Application closes: 21 August, 2020
Confirmation to accepted students: 28 August, 2020
For questions about the course, please contact Rui Benfeitas (firstname.lastname@example.org), Nikolay Oskolkov (email@example.com), or Ashfaq Ali (firstname.lastname@example.org)
The aim of this workshop is to provide an integrated view of biological network construction and integration, constraint-based modelling, multi-omics integration through Machine Learning, and data-driven hypothesis generation. A general description of different methods for analysing different omics data (e.g. transcriptomics and genomics) will be presented with some of the lectures discussing key methods in their integration. The techniques will be discussed in terms of their rationale and applicability, with a particular focus on possible confounding factors. The course will also include hands-on sessions and invited speaker seminars.

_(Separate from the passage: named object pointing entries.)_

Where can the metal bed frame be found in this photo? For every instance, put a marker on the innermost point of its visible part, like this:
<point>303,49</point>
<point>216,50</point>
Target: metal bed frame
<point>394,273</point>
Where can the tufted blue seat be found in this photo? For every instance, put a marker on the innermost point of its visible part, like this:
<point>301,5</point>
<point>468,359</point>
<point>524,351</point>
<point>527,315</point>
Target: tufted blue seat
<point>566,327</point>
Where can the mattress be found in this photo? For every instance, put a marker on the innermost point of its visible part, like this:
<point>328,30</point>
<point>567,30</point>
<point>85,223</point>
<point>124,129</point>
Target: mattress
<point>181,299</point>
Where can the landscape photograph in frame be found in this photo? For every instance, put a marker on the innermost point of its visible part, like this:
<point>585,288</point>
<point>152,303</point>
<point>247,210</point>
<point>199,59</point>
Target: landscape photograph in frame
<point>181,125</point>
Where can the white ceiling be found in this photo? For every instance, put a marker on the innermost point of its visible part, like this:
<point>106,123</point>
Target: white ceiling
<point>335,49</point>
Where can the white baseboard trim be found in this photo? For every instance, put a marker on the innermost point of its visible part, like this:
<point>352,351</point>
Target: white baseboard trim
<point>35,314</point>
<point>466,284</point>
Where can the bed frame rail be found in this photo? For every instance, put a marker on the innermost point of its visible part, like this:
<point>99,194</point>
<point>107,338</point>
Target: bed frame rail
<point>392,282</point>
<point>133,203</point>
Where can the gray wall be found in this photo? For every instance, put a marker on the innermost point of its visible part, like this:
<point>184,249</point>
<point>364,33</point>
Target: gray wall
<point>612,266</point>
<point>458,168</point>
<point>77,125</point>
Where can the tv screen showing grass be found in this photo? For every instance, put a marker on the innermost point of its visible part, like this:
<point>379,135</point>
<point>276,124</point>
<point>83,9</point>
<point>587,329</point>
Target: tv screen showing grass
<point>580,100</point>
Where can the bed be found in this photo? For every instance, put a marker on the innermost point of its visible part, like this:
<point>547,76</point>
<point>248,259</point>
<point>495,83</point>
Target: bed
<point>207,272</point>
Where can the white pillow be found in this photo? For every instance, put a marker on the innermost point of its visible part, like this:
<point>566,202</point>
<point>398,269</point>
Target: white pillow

Some of the covered topics include:
- Data wrangling in omics studies;
- Condition-specific and personalized modeling through Genome-scale Metabolic models based on integration of transcriptomic, proteomic and metabolomic data;
- Biological network inference, community and topology analysis and visualization;
- Identification of key biological functions and pathways;
- Identification of potential biomarkers and targetable genes through modeling and biological network analysis;
- Application of key machine learning methods for multi-omics analysis including deep learning;
- Multi-omics integration, clustering and dimensionality reduction;
- Similarity network fusion and Recommender systems;
- Integrated data visualization techniques
Further details about the course content may be found on the course homepage
The course is aimed at M.Sc., PhD- or postdoc-level researchers with basic programming experience (e.g. R, Python, Matlab). We will not discuss how to process the raw omics data and the students are referred to other NBIS courses for this matter.
Basic programming experience in either R, Python, UNIX/Bash, or Matlab
Basic understanding of frequentist statistics
Ability to bring your own laptop with R, Python and Matlab installed for the practical exercises
Experience with analysis of omic data (e.g. metabolomics, proteomics, transcriptomics) and NGS analysis
Differential expression/abundance analysis
Completing NBIS courses “Introduction to Bioinformatics using NGS data”, “Introduction to biostatistics and machine learning”
A course fee of 2000 SEK will be invoiced to accepted participants. This includes lunches, coffee, snacks and course dinner. Please note that NBIS cannot invoice individuals.